As investors, technophiles and lawmakers debate the legitimacy of Bitcoin, one thing's for sure: the fledgling digital currency is on the roller coaster ride of a lifetime.
Within a 28-hour period stretching from Monday morning to early Tuesday, the price of the currency soared nearly 70%, from a little over $500 to an all-time high of $900.98 .. before plunging back down again to a level just above $500. (Bitcoins trade 24/7 online.)
By midday Tuesday, Bitcoin was back above $700, a 50-fold increase since the beginning of the year, when a single Bitcoin was worth around $13.
The latest surge in Bitcoin has been fueled by investors, particularly those in China, betting on the future growth of the currency as a credible alternative.
Bitcoin was created anonymously in 2010 as an experimental form of money that exists only online. It is not managed by any central authority and is "mined" by solving complex math problems using powerful computers.
The algorithm behind the virtual currency caps the total number of Bitcoins at 21 million. Currently, there are almost 12 million Bitcoins in circulation, giving the currency a total market value of almost $8.5 billion.

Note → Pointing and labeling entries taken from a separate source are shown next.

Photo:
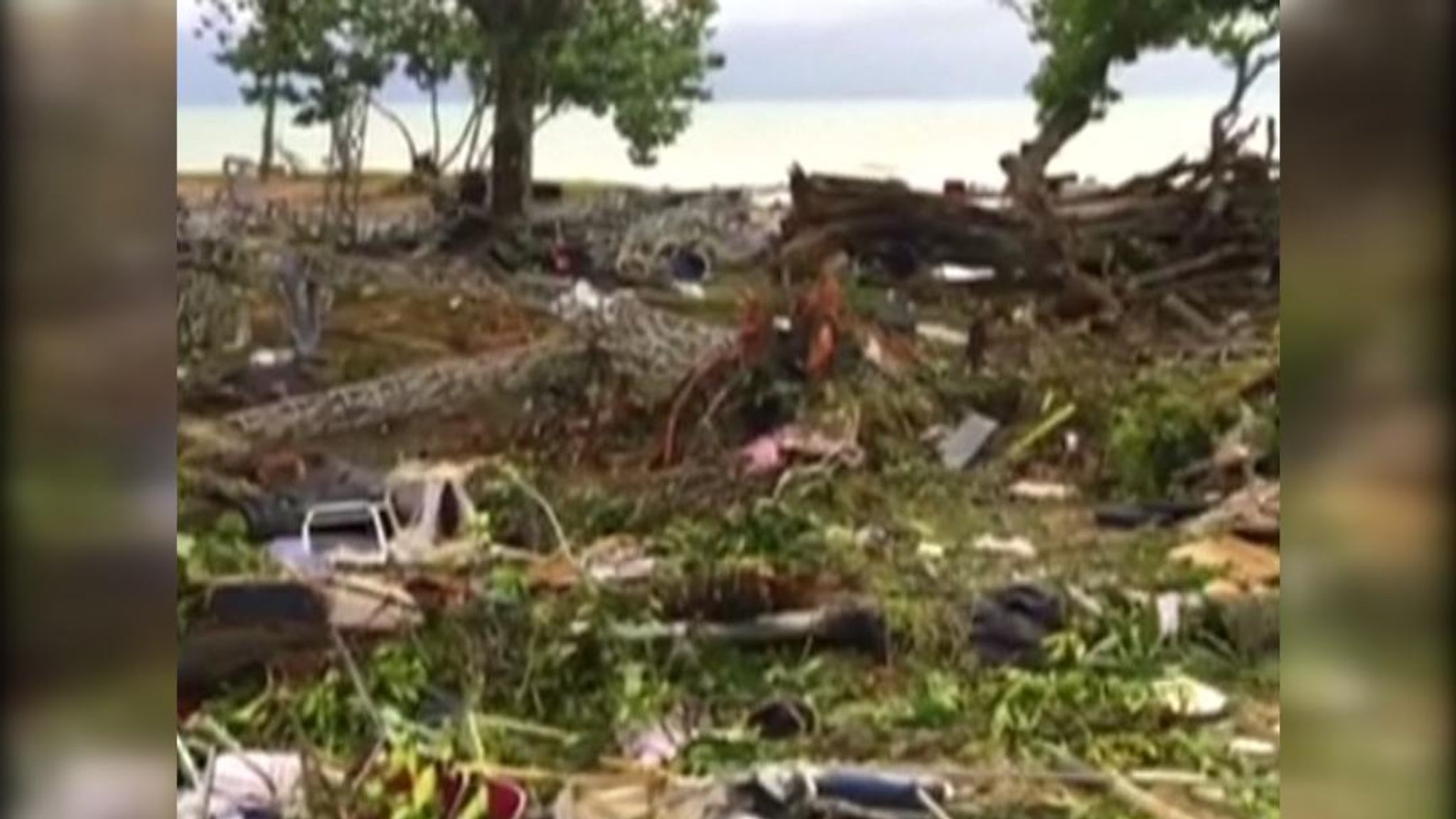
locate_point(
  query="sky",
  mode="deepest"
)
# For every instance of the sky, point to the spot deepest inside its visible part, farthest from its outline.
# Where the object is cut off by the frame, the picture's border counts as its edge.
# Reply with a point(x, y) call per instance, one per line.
point(837, 50)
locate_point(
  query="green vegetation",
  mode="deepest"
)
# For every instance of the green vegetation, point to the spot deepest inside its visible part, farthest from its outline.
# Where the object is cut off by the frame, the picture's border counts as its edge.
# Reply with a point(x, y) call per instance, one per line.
point(644, 65)
point(1086, 40)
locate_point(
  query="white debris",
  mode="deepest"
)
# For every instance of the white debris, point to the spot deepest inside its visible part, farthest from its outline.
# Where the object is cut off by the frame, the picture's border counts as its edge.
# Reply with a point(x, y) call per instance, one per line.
point(1253, 746)
point(1014, 547)
point(931, 550)
point(269, 358)
point(1169, 614)
point(583, 298)
point(957, 274)
point(941, 334)
point(1042, 491)
point(245, 784)
point(690, 290)
point(1187, 697)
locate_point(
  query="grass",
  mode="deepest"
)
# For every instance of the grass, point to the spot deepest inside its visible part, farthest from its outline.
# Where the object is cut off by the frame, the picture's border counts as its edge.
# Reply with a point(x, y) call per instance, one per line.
point(548, 685)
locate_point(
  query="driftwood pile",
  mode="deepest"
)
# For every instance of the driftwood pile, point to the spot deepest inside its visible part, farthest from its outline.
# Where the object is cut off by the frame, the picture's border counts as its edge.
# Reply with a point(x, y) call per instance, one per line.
point(1200, 240)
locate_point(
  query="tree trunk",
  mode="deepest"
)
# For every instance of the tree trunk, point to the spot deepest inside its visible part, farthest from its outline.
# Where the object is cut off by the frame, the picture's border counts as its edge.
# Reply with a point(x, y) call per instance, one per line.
point(269, 115)
point(511, 155)
point(434, 123)
point(1027, 169)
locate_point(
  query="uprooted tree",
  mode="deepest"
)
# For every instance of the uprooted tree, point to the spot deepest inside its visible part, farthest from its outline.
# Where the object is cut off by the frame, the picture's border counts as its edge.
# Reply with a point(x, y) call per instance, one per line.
point(644, 63)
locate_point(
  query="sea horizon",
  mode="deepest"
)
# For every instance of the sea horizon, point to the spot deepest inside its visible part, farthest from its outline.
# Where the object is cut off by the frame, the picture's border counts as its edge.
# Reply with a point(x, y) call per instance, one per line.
point(742, 141)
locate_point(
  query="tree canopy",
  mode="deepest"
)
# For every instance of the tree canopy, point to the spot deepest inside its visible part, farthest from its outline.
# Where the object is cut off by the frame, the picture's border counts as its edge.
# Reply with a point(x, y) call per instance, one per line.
point(1086, 40)
point(641, 63)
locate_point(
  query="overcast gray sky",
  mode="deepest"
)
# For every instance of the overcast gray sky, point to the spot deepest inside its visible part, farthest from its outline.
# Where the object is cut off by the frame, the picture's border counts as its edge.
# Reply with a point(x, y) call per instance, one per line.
point(837, 50)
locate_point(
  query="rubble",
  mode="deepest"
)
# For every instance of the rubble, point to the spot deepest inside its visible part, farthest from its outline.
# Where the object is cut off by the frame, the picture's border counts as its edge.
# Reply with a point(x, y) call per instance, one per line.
point(679, 347)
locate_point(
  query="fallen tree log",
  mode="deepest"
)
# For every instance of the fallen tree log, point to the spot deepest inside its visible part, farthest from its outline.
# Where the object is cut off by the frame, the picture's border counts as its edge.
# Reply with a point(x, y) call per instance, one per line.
point(1183, 226)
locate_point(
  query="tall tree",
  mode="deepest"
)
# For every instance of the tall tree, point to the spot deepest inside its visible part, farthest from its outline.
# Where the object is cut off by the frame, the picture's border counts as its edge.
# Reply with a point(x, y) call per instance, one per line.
point(644, 63)
point(259, 41)
point(1086, 38)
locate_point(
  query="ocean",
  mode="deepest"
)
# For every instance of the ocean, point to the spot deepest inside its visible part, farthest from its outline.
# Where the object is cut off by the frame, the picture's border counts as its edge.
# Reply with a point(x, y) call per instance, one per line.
point(754, 143)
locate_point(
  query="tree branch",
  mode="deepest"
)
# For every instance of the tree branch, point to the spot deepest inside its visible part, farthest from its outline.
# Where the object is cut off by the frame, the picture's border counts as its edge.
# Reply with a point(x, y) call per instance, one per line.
point(400, 124)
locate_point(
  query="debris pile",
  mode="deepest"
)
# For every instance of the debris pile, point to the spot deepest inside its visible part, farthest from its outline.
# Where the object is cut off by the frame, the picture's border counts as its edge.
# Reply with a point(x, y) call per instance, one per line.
point(682, 540)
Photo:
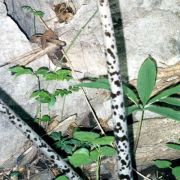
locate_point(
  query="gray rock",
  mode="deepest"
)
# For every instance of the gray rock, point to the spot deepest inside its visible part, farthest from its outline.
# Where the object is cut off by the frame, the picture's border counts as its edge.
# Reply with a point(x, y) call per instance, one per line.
point(150, 27)
point(3, 11)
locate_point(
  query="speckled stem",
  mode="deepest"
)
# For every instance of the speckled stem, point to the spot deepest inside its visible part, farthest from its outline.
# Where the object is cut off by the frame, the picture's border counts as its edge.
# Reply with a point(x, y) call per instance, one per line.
point(118, 109)
point(55, 159)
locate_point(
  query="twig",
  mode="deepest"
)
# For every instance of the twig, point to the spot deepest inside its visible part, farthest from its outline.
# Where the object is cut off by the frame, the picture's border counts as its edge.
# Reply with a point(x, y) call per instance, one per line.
point(84, 92)
point(56, 160)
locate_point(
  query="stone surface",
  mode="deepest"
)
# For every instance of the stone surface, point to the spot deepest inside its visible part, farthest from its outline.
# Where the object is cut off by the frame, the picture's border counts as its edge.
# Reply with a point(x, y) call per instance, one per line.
point(25, 19)
point(150, 27)
point(13, 44)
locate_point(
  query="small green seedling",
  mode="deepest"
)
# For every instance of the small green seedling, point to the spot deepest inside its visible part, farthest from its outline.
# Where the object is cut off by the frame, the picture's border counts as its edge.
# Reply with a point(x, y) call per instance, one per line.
point(43, 96)
point(162, 103)
point(98, 148)
point(68, 145)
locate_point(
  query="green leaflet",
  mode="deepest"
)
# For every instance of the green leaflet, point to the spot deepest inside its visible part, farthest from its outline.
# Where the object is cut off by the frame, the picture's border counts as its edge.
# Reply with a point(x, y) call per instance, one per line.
point(164, 111)
point(165, 93)
point(162, 163)
point(146, 79)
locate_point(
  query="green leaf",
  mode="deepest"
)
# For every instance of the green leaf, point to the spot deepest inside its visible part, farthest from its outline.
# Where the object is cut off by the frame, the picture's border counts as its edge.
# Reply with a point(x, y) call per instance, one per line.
point(56, 136)
point(85, 136)
point(50, 76)
point(94, 155)
point(171, 100)
point(101, 83)
point(20, 70)
point(61, 178)
point(80, 157)
point(146, 79)
point(62, 92)
point(162, 163)
point(164, 111)
point(106, 140)
point(42, 71)
point(107, 151)
point(44, 118)
point(63, 74)
point(130, 94)
point(52, 101)
point(42, 96)
point(173, 146)
point(165, 93)
point(131, 109)
point(38, 13)
point(176, 172)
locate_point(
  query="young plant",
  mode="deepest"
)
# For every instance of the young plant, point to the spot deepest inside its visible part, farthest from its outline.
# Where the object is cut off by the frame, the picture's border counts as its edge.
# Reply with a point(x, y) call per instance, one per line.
point(163, 164)
point(43, 96)
point(161, 103)
point(99, 146)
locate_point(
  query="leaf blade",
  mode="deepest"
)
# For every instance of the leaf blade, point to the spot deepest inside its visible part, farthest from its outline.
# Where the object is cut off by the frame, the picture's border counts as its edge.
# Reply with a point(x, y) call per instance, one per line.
point(165, 93)
point(146, 79)
point(164, 111)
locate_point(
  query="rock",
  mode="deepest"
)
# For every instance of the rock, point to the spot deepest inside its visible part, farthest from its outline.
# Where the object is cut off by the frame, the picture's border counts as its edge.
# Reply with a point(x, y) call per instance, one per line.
point(148, 30)
point(17, 91)
point(3, 11)
point(24, 17)
point(46, 174)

Twins Tyler and Cameron Winklevoss, who have said they believe Bitcoin will be a better long-term bet than gold and have filed paperwork to create launch a Bitcoin exchanged traded fund, predicted that the Bitcoin market could be worth up to $400 billion.
Though Bitcoin has been gaining traction among investors and even consumers, government officials worry about the lack of regulation for the digital currency, especially since it's been commonly used for anonymously buying drugs and other criminal activity.
The FBI recently shut down Silk Road, an online black market for illicit drugs that primarily used Bitcoin.
But an official from the Justice Department told lawmakers on the Senate Committee on Homeland Security and Government Affairs Monday that the DOJ still needs more help catching criminals who use digital and mostly untraceable currency.